Self-driving car pioneer Sebastian Thrun has shifted
his gaze to the skies, as his Silicon Valley online school Udacity launches what
it calls the first “nanodegree” in flying car engineering.
With companies from Airbus
and Amazon to Uber throttling up development of their own autonomous aerial
vehicles, Thrun believes “in a few years time, this will be the hottest topic
on the planet.”
As usual, Thrun intends to
be on the cutting edge of this emerging technology.
The 50-year-old PhD
computer scientist and former Stanford University professor, co-founded Udacity
in 2012 and says the online school’s self-driving car programme has attracted
50,000 applicants since 2016. He expects the new flying car curriculum, which
opens in late February and began taking applications from Tuesday, to draw at
least 10,000.
Udacity is offering two
12-week terms, at $1,200 each, including a course in Aerial Robotics and one in
Intelligent Air Systems, that provide an online certification in a fraction of
the time of a traditional degree course.
In an interview, Thrun
said his motivation in creating the flying-car programme was similar to what
drove the school’s widely publicised self-driving car course.
Thrun said “it’s almost
impossible to hire qualified people” to design and engineer future vehicles —
both terrestrial and aerial — that employ advanced technology, including
robotics, artificial intelligence and machine learning. “There is a huge
shortage of engineers.
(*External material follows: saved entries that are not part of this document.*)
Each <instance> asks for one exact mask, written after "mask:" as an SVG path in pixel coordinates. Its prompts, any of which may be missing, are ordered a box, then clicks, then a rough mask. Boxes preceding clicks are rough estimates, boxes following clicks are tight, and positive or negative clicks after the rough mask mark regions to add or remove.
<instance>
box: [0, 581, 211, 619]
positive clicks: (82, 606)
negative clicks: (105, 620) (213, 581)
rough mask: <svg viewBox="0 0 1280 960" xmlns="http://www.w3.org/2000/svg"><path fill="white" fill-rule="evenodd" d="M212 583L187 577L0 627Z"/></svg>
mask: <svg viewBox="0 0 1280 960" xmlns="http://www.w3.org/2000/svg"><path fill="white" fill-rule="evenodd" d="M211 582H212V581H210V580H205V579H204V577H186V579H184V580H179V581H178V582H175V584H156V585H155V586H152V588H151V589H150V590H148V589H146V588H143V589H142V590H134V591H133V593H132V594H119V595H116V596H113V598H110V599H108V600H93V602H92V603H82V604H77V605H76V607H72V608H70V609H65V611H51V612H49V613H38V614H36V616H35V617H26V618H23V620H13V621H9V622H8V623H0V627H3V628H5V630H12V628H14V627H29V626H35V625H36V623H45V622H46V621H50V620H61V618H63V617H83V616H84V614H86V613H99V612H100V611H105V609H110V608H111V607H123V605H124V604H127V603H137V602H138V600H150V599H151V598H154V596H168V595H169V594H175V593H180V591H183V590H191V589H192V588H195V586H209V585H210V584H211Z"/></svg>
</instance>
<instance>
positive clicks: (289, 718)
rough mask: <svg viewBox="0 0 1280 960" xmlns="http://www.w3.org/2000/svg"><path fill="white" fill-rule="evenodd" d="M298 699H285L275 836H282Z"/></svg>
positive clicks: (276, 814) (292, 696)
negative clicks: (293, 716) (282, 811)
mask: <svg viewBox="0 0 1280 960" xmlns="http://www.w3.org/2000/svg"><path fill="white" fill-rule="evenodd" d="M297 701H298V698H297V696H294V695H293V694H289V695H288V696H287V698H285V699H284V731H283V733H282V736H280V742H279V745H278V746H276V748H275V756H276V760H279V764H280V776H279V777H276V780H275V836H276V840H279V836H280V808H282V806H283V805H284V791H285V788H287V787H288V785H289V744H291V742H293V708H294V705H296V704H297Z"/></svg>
There are plenty of smart people — the missing link is
education,” said Thrun, who headed the team that launched Google’s self-driving
car project, since renamed Waymo.
Thrun remains an advisor
to Google parent Alphabet Inc and retains close ties to Alphabet CEO and
co-founder Larry Page.
Page is an investor in
Kitty Hawk Corp, a two-year-old startup based in California, whose stated
mission is “to make the dream of personal flight a reality.”